When Law and Literature Collide

Let’s get one thing straight up front – any state that wants to throw someone in jail for criticizing its leader is repressive and not a friend to human rights. If free speech means anything, it means being able to say impolite things about those who wield power over you. Wherever the line is drawn when it comes to such things we should all be able to agree that, say, making fun of the king’s dog shouldn’t be a jailable offense.

Having said that, sometimes regimes that are so intent on maintaining their honor that they’ll lock citizens up for saying mean things about them at least make for interesting entertainment.

Consider the ludicrous prosecution of physician Bilgin Çiftçi in Turkey (via). His supposed crime? He shared a meme that compared president Tayyip Erdogan to Gollum from Lord of the Rings, particularly the Andy Sekris-inhabited version from the movies. Something like this:

o-RECEP-TAYYIP-ERDOGAN-GOLLUM-SMEAGOL-LORD-OF-THE-facebook

Stuck with a horribly oppressive law, Çiftçi is doing the only thing he could in his defense – he’s leaning in:

when he appeared in court, Çiftçi insisted that he hadn’t insulted anyone at all. For all his slimy skin and questionable syntactic habits, many say Gollum is not a villain. He may even be a hero. After all, it was he who freed Middle Earth from the tyranny of the ring by biting it off of Frodo’s finger and (albeit inadvertently) plunging with it into the lava roiling inside Mount Doom.

That might have been good enough – sure, it’s a post hoc justification most likely, but it’s plausible. We’re talking about art here, something open to multiple interpretations none of which are “wrong.” Alas, it wasn’t, leading to the court to summon an expert panel of five people (academics, psychologists, and a TV/movie expert) to weigh in on the merits. No word yet (that I can find) on the verdict.

Let’s hope Çiftçi’s ploy works, as he faces up to four years in prison if it doesn’t.

At least he’s not in Thailand, where the law prohibits anybody criticizing or making fun of the (largely ceremonial) king, even a king that’s been dead since 1605. The “lèse-majesté” even trips up unwary diplomats, such as US ambassador Glyn Davies (who, given his line of work, ought to know better).
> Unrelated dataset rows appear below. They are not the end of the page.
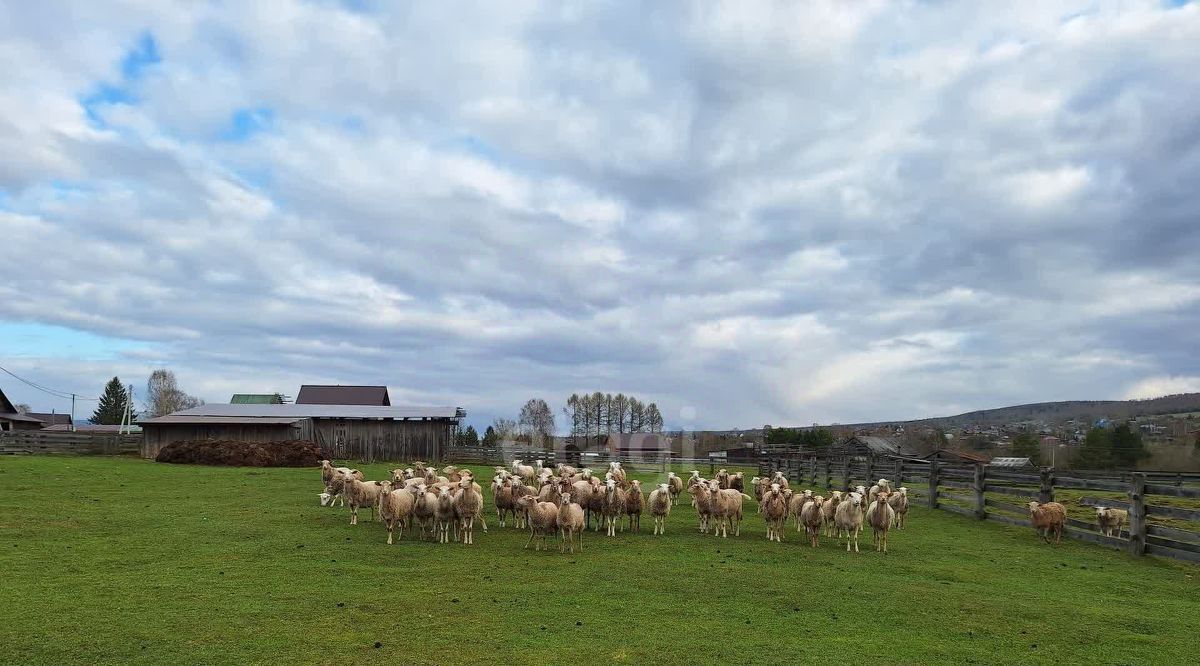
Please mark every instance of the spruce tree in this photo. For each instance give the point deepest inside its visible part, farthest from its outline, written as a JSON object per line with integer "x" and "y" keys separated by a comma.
{"x": 112, "y": 405}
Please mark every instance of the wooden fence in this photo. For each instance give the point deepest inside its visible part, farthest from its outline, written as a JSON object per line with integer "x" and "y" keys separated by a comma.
{"x": 996, "y": 493}
{"x": 41, "y": 442}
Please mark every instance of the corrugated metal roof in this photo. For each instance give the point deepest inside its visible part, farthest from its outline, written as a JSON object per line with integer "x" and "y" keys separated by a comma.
{"x": 256, "y": 399}
{"x": 321, "y": 412}
{"x": 179, "y": 418}
{"x": 319, "y": 394}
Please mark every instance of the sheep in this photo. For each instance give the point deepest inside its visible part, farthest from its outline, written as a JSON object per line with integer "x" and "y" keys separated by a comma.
{"x": 1111, "y": 519}
{"x": 849, "y": 519}
{"x": 880, "y": 515}
{"x": 882, "y": 485}
{"x": 703, "y": 503}
{"x": 726, "y": 508}
{"x": 361, "y": 493}
{"x": 424, "y": 507}
{"x": 675, "y": 486}
{"x": 723, "y": 479}
{"x": 660, "y": 507}
{"x": 774, "y": 513}
{"x": 635, "y": 503}
{"x": 1048, "y": 519}
{"x": 899, "y": 502}
{"x": 468, "y": 505}
{"x": 813, "y": 517}
{"x": 395, "y": 508}
{"x": 443, "y": 515}
{"x": 827, "y": 513}
{"x": 526, "y": 472}
{"x": 613, "y": 505}
{"x": 543, "y": 519}
{"x": 570, "y": 523}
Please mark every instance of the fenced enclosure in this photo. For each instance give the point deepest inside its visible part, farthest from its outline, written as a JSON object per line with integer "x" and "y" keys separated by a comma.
{"x": 57, "y": 442}
{"x": 1164, "y": 508}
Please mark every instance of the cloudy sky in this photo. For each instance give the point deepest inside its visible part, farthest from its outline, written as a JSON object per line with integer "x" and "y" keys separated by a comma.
{"x": 748, "y": 211}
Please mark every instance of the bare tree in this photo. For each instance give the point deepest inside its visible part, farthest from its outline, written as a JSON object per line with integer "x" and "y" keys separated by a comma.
{"x": 163, "y": 395}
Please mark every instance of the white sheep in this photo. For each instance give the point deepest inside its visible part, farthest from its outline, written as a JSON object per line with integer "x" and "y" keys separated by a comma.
{"x": 660, "y": 507}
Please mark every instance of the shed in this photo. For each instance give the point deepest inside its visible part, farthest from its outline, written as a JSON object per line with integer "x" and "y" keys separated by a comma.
{"x": 343, "y": 431}
{"x": 11, "y": 420}
{"x": 324, "y": 394}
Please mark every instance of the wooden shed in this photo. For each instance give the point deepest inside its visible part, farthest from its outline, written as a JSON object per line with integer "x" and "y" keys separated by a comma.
{"x": 345, "y": 431}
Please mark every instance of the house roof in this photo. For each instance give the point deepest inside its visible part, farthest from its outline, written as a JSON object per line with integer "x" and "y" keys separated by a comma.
{"x": 51, "y": 419}
{"x": 256, "y": 399}
{"x": 322, "y": 394}
{"x": 297, "y": 412}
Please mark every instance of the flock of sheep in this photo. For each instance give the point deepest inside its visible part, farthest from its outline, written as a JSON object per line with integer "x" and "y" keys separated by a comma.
{"x": 567, "y": 502}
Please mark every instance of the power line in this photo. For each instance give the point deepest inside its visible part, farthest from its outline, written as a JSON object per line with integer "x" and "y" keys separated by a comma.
{"x": 55, "y": 393}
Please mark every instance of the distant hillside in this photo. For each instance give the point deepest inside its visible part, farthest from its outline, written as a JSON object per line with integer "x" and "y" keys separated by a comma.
{"x": 1080, "y": 409}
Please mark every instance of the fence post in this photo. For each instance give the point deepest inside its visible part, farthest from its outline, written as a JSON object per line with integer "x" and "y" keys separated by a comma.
{"x": 979, "y": 484}
{"x": 1138, "y": 514}
{"x": 933, "y": 484}
{"x": 1045, "y": 492}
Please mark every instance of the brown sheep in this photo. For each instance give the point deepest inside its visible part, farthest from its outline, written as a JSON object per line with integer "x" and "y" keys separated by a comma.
{"x": 1048, "y": 519}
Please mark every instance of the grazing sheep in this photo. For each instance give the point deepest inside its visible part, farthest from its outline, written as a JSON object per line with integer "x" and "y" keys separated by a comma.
{"x": 635, "y": 503}
{"x": 880, "y": 515}
{"x": 726, "y": 508}
{"x": 1111, "y": 520}
{"x": 570, "y": 523}
{"x": 899, "y": 502}
{"x": 468, "y": 505}
{"x": 813, "y": 517}
{"x": 660, "y": 507}
{"x": 723, "y": 479}
{"x": 443, "y": 515}
{"x": 827, "y": 513}
{"x": 774, "y": 513}
{"x": 675, "y": 486}
{"x": 882, "y": 485}
{"x": 613, "y": 505}
{"x": 1048, "y": 519}
{"x": 395, "y": 508}
{"x": 703, "y": 503}
{"x": 849, "y": 519}
{"x": 361, "y": 493}
{"x": 543, "y": 520}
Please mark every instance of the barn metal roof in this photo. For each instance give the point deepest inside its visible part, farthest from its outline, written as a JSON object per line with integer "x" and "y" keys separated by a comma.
{"x": 180, "y": 419}
{"x": 319, "y": 412}
{"x": 321, "y": 394}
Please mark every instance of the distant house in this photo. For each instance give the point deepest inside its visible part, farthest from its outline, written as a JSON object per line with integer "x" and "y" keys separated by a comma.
{"x": 257, "y": 399}
{"x": 964, "y": 457}
{"x": 365, "y": 432}
{"x": 321, "y": 394}
{"x": 52, "y": 419}
{"x": 12, "y": 420}
{"x": 873, "y": 445}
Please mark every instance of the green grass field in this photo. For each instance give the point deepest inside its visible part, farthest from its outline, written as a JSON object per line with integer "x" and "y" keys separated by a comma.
{"x": 127, "y": 561}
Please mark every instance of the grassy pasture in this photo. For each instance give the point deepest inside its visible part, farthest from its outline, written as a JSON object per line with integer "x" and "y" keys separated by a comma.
{"x": 126, "y": 561}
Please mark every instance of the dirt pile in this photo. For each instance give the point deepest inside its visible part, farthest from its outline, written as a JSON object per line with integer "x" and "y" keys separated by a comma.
{"x": 294, "y": 453}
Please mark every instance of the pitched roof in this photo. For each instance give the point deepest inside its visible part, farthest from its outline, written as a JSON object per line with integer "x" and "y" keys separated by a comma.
{"x": 322, "y": 394}
{"x": 297, "y": 412}
{"x": 51, "y": 419}
{"x": 256, "y": 399}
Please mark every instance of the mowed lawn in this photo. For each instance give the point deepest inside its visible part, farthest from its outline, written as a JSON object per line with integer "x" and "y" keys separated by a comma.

It even extends to making fun of the king’s dog, for which one unwary Facebook user is facing a potential 37(!) years in prison! He may not have as clever a defense:

‘I never imagined they would use the law for the royal dog,’ Siripaiboon’s lawyer told the Times. ‘It’s nonsense.’

It is nonsense, but not because it’s a law being stretched beyond its reasonable limits. It’s nonsense because such laws shouldn’t exist in the first place. They’re designed to be used unreasonably to stifle legitimate dissent and soothe hurt feelings. Being a president or a king (or even the king’s dogs) requires a little bit thicker skin.